Charles J Shields, author of Mockingbird: Portrait Of Harper Lee, said the project would have been blocked if Alice Lee, the novelist's older sister and lawyer, had not died.

'Understanding the relationship between the sisters as I do, I doubt whether Alice would have allowed this project to go forward,' Shields told the International Business Times.

He said Alice, who died in November 2014 at the age of 103, was 'Harper Lee's buffer against the publicity hungry world.'

'It's because her sister is dead,' he explained. 'Alice was in control of Harper's life, of what she signed. But now the lid's off, and a book written half a century ago is going to be published.'

Unaware? Harper Lee, pictured with Gregory Peck, who starred in the movie version of To Kill A Mockingbird, allegedly did not know the manuscript for her original version - Go Set A Watchman - survived 60 years

Adding to the outcry, Marja Mills, a friend of the Lee family and author of a Harper Lee memoir, told the New York Times: 'I have some concerns about statements that have been attributed to her.'

She said Alice Lee, told her that Harper 'can't see and can't hear and will sign anything put before her by anyone in whom she has confidence.'

Furthermore, publisher Jonathan Burnham acknowledged that the publisher has had no direct conversations about the new book with Harper Lee, but communicated through her Monroeville attorney, Tonja Carter, and literary agent Andrew Nurnburg.

Best-seller: After the publication of To Kill A Mockingbird, Harper Lee did not publish again

However, slamming the allegations of coercion,a spokesman for the publishing house claims Lee said: 'I'm alive and kicking and happy as h**l with the reactions to Watchman.'

The novel, called Go Set A Watchman, was written before To Kill A Mockingbird but was rejected by publishers who set her to work on the novel that made her famous.

To Kill A Mockingbird, set around a rape trial in the racially-divided Deep South of the US, has sold more than 40 million copies since it was published in 1960.

Its central characters, Scout, her brother Jem and their lawyer father Atticus, were brought to life in a 1962 film starring Gregory Peck.

The new book revolves around the now-adult Scout's return to her native Alabama from New York to visit her father.

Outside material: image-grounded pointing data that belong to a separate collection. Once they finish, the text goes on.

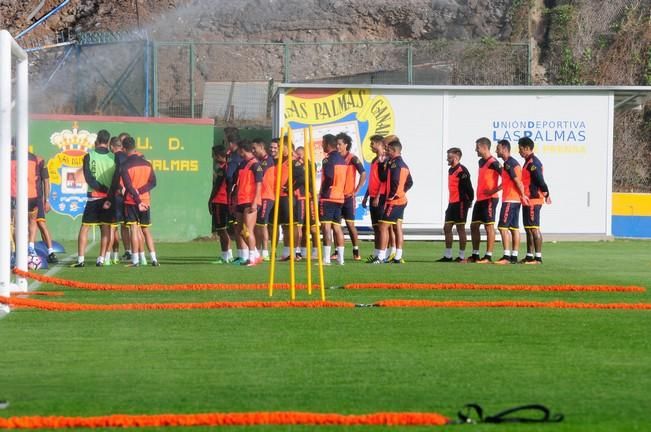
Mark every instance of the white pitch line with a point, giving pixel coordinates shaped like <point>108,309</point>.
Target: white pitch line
<point>56,268</point>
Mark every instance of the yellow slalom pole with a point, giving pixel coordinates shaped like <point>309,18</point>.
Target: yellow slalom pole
<point>317,222</point>
<point>308,232</point>
<point>290,193</point>
<point>274,236</point>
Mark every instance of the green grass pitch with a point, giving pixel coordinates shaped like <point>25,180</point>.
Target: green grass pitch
<point>594,366</point>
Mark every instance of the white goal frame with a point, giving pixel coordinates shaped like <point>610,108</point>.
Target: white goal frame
<point>13,111</point>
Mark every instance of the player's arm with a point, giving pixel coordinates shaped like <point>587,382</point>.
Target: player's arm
<point>258,174</point>
<point>496,167</point>
<point>327,174</point>
<point>520,187</point>
<point>115,181</point>
<point>45,179</point>
<point>394,184</point>
<point>465,187</point>
<point>299,176</point>
<point>151,182</point>
<point>90,178</point>
<point>365,200</point>
<point>359,166</point>
<point>409,182</point>
<point>539,180</point>
<point>382,168</point>
<point>128,186</point>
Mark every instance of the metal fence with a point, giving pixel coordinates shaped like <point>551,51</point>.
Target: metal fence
<point>185,70</point>
<point>126,74</point>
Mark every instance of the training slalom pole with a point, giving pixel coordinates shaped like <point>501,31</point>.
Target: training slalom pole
<point>290,193</point>
<point>308,231</point>
<point>317,222</point>
<point>274,235</point>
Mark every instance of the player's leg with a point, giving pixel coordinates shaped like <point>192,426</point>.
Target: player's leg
<point>488,220</point>
<point>384,228</point>
<point>149,241</point>
<point>475,225</point>
<point>338,237</point>
<point>82,241</point>
<point>463,239</point>
<point>515,239</point>
<point>104,240</point>
<point>31,230</point>
<point>326,231</point>
<point>249,216</point>
<point>148,238</point>
<point>490,243</point>
<point>505,235</point>
<point>447,232</point>
<point>125,233</point>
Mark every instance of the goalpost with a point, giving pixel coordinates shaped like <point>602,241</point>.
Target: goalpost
<point>13,123</point>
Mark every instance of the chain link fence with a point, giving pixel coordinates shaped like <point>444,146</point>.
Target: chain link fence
<point>94,78</point>
<point>190,77</point>
<point>125,74</point>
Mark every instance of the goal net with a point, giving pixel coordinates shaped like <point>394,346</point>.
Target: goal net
<point>13,127</point>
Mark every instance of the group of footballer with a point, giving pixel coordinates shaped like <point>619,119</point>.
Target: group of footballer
<point>522,187</point>
<point>119,180</point>
<point>242,199</point>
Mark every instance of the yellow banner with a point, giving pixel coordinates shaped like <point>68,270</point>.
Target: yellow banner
<point>376,111</point>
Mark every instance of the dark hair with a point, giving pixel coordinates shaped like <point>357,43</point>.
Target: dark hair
<point>245,145</point>
<point>329,140</point>
<point>231,135</point>
<point>483,141</point>
<point>103,137</point>
<point>395,144</point>
<point>219,151</point>
<point>505,143</point>
<point>456,151</point>
<point>129,143</point>
<point>346,139</point>
<point>525,142</point>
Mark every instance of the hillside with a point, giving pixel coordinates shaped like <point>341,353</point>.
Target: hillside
<point>588,42</point>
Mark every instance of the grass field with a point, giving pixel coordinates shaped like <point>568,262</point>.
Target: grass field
<point>594,366</point>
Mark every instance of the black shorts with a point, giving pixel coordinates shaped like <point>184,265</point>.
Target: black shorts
<point>376,211</point>
<point>484,211</point>
<point>40,209</point>
<point>348,209</point>
<point>330,212</point>
<point>264,212</point>
<point>457,213</point>
<point>242,208</point>
<point>118,208</point>
<point>134,216</point>
<point>299,211</point>
<point>531,216</point>
<point>393,213</point>
<point>96,214</point>
<point>219,216</point>
<point>283,210</point>
<point>509,216</point>
<point>32,204</point>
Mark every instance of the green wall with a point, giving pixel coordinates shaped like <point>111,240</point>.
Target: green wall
<point>178,149</point>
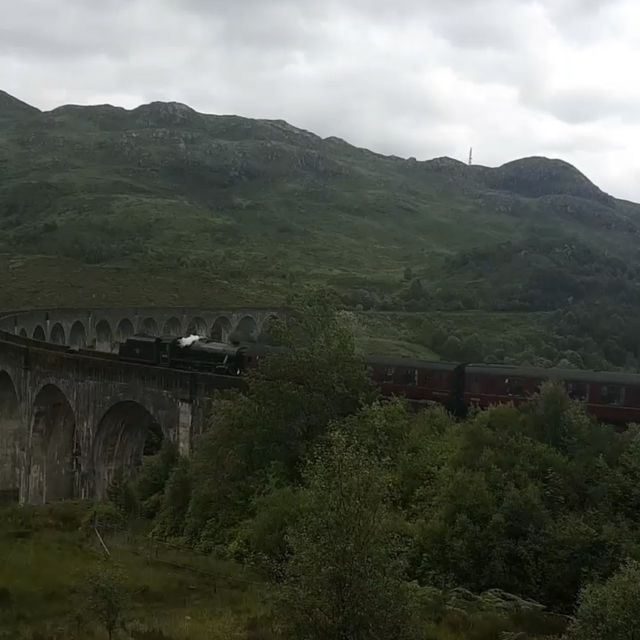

A spokesman for her publisher said: 'Harper Lee still enjoys reading and uses a magnifying machine from the New York Institute for the Blind to read books, newspapers and documents.'

Go Set A Watchman will be published on July 14 by William Heinemann, which was the original UK publisher of To Kill A Mockingbird.

The publisher says Carter came upon the manuscript at a 'secure location where it had been affixed to an original typescript of To Kill a Mockingbird.

Burnham said during a telephone interview that he had known both Carter and Nurnburg for years and was 'completely confident' Lee was fully involved in the decision to release the book.

'We've had a great deal of communication with Andrew and Tonja,' said Burnham, adding that Nurnburg had met with her recently and found her 'feisty and in very fine spirits.